O evento foi organizado pelo empresário Michael “Butty” Sugrue, dono de um pub em Kilburn, bairro londrino com grande comunidade irlandesa. Em 21 de fevereiro daquele ano, com grande cobertura da imprensa e curiosos presentes, Meaney entrou no caixão especialmente preparado, com ventilação e provisões, e foi sepultado a cerca de 2,5 metros de profundidade. Ele recebia alimentos, leituras e até mensagens através de tubos e uma linha telefônica instalada no interior de seu abrigo subterrâneo.

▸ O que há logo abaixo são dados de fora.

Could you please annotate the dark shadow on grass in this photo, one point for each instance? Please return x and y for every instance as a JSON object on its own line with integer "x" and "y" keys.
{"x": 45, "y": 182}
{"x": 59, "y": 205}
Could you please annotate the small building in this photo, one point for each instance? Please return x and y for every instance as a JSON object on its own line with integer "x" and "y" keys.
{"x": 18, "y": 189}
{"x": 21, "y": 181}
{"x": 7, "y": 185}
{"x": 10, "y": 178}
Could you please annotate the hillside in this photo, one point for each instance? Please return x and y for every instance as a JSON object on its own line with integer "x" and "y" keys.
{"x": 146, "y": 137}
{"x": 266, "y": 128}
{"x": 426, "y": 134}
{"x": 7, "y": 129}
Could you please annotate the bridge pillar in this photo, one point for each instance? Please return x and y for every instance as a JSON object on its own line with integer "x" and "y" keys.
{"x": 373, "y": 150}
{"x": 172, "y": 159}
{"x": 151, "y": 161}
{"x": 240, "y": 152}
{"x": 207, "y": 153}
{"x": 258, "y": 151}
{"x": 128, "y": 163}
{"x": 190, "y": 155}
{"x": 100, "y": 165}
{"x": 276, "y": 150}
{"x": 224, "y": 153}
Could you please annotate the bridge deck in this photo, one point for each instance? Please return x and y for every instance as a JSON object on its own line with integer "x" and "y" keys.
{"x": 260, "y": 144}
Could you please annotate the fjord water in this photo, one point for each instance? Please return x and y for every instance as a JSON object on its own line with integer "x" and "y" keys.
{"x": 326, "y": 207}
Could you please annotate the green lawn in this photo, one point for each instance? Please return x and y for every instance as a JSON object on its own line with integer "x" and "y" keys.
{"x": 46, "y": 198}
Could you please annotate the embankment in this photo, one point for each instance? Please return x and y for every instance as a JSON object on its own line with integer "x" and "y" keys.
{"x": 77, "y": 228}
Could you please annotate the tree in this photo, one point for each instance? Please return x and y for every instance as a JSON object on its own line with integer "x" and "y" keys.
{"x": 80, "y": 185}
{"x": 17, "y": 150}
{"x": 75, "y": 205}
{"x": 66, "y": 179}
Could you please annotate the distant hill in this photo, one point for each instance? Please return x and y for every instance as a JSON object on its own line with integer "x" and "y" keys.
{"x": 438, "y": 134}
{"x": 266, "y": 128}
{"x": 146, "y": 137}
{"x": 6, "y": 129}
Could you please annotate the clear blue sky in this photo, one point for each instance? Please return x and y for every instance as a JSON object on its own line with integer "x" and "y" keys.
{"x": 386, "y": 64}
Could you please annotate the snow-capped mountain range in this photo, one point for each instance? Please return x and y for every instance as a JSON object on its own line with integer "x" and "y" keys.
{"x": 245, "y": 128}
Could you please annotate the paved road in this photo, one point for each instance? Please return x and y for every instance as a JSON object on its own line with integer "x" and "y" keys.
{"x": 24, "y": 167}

Após dois meses, em 22 de abril, o caixão foi desenterrado e transportado em procissão até o pub, onde Meaney emergiu coberto de terra, sorridente e recebendo aplausos. “Estou encantado por ser o campeão do mundo”, declarou ele à imprensa. Contudo, a fama durou pouco: a promessa de fortuna e reconhecimento, inclusive no Guinness World Records, não se concretizou, e ele retornou à Irlanda sem compensação financeira significativa.
O feito, que chegou a ganhar atenção global e virou tema de documentário recente, permanece como um capítulo singular na história das proezas humanas, misturando ambição, espetáculo e o custo pessoal de um sonho extraordinário.